A sample of 125 is drawn form population with proportion equal to .065 determine the probability of observing

To determine the probability of observing a certain number of successes, we can use the binomial probability formula:

P(X = k) = (n choose k) * p^k * (1-p)^(n-k)

where:
- P(X = k) is the probability of observing k successes
- n is the sample size
- k is the number of successes
- p is the proportion of successes in the population

In this case, n = 125, and p = 0.065.

A) To find the probability of observing 80 or fewer successes, we need to sum up the probabilities of observing 0, 1, 2, ..., 80 successes.

P(X ≤ 80) = P(X = 0) + P(X = 1) + P(X = 2) + ... + P(X = 80)

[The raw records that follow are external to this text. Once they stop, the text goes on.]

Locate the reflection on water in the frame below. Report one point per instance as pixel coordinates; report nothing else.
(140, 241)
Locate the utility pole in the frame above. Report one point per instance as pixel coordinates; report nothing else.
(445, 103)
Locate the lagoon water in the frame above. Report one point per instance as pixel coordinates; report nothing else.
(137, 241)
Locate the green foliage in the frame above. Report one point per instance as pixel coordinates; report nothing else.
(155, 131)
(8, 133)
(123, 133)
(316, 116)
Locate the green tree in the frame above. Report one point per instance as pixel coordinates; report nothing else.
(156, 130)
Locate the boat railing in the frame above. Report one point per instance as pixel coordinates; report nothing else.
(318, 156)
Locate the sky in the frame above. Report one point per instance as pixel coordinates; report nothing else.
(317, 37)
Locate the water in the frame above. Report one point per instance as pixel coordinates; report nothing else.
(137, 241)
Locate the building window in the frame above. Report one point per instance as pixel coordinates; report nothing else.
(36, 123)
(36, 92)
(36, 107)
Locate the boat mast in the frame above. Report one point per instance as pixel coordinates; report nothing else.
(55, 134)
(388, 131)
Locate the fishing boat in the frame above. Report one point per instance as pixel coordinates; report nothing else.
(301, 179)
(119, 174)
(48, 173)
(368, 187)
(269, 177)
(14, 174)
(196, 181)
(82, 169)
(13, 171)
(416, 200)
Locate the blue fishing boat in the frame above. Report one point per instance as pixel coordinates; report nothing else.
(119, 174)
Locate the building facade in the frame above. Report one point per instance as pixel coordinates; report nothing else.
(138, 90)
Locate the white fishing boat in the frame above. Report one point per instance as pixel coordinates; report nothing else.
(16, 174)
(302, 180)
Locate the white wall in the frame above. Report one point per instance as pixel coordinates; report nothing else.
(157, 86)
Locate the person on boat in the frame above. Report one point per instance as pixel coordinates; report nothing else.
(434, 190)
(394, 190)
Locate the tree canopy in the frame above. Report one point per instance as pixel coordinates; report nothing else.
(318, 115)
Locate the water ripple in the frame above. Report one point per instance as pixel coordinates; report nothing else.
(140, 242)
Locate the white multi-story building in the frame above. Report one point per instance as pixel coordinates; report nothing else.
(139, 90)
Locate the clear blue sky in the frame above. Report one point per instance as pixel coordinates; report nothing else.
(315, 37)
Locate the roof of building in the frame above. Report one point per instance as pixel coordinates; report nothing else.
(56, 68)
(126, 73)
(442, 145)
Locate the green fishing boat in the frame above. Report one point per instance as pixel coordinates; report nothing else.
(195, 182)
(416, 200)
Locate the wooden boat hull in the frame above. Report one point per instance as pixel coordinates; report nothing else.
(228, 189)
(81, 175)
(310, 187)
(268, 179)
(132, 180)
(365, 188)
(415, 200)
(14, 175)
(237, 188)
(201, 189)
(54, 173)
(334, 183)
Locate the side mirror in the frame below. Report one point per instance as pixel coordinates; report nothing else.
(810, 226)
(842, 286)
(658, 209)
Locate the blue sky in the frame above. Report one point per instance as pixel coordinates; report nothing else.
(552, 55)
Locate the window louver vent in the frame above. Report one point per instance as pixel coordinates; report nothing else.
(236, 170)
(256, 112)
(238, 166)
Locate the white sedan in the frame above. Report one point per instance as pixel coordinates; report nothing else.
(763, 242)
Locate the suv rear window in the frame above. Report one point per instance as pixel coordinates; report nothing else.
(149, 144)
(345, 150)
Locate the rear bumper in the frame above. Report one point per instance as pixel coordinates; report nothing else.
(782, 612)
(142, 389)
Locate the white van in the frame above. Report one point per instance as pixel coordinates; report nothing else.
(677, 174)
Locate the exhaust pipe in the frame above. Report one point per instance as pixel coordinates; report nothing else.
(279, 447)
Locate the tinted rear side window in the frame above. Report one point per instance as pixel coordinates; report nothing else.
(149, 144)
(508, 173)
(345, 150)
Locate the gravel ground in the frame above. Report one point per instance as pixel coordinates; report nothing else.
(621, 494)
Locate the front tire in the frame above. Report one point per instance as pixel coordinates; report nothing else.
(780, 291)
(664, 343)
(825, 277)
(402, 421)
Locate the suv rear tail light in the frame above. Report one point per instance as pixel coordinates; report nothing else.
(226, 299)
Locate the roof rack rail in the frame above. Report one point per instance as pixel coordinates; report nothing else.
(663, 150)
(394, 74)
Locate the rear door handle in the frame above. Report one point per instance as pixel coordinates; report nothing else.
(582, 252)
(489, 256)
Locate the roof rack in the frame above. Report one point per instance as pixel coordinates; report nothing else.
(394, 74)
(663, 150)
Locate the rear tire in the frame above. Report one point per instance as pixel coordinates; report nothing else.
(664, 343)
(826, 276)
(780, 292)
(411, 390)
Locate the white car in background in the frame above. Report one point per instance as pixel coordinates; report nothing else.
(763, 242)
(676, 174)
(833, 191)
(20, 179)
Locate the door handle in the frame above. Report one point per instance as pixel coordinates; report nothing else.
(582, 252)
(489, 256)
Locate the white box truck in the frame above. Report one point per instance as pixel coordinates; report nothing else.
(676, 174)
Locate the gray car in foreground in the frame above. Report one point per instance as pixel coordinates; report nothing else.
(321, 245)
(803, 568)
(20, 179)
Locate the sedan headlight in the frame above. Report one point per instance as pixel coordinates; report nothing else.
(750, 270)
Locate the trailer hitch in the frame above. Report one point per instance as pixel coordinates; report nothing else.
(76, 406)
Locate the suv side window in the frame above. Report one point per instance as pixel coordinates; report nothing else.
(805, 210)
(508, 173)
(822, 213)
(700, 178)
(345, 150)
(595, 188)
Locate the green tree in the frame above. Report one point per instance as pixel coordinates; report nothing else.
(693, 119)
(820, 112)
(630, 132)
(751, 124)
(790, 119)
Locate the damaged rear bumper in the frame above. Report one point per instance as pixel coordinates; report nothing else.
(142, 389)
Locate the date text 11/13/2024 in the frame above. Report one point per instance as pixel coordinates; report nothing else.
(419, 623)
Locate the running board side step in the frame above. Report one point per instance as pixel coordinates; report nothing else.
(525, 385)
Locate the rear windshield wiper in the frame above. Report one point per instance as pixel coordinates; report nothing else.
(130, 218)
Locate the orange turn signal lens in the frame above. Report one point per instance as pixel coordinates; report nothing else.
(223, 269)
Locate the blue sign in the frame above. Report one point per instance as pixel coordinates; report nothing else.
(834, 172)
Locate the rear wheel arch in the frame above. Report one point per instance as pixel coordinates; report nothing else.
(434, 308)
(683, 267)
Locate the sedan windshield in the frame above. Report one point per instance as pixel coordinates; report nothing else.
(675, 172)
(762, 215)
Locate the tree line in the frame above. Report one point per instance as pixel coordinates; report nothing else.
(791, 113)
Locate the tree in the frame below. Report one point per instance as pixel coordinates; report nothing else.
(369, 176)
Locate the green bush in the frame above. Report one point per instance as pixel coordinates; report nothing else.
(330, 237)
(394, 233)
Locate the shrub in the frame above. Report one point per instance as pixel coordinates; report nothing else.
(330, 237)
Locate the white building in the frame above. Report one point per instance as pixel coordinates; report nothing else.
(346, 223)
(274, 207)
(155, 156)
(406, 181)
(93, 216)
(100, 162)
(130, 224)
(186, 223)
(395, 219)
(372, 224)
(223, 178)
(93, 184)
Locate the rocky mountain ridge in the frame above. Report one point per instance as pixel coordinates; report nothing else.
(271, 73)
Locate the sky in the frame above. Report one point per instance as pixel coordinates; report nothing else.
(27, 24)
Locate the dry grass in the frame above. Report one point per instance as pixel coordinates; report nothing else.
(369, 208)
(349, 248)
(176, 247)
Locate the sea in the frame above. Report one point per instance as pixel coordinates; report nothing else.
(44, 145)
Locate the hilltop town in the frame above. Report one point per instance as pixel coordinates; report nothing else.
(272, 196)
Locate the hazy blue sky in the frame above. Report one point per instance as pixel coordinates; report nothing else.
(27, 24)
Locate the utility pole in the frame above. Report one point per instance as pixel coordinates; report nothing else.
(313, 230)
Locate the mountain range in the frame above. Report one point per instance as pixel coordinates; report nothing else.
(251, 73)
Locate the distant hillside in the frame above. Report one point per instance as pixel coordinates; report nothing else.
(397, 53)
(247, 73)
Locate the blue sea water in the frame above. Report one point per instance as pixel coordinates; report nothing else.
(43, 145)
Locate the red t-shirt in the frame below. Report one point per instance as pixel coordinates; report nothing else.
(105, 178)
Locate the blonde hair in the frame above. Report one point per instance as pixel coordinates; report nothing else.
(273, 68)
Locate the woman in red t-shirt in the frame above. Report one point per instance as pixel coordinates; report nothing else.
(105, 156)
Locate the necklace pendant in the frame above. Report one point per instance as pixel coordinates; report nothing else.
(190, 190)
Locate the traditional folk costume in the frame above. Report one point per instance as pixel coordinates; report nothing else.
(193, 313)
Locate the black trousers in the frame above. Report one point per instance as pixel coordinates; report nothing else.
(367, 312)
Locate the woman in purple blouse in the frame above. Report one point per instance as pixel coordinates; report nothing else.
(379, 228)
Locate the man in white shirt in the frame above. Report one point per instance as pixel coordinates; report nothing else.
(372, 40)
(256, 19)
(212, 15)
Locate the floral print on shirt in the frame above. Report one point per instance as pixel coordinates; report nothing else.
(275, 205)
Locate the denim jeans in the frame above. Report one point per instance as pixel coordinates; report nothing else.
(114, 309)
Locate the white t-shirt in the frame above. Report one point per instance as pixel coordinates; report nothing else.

B) To find the probability of observing 82 or fewer successes, we need to sum up the probabilities of observing 0, 1, 2, ..., 82 successes.

P(X ≤ 82) = P(X = 0) + P(X = 1) + P(X = 2) + ... + P(X = 82)

C) To find the probability of observing 75 or more successes, we can subtract the probability of observing fewer than 75 successes from 1.

P(X ≥ 75) = 1 - (P(X = 0) + P(X = 1) + P(X = 2) + ... + P(X = 74))

To calculate each individual probability, we can use a calculator or statistical software.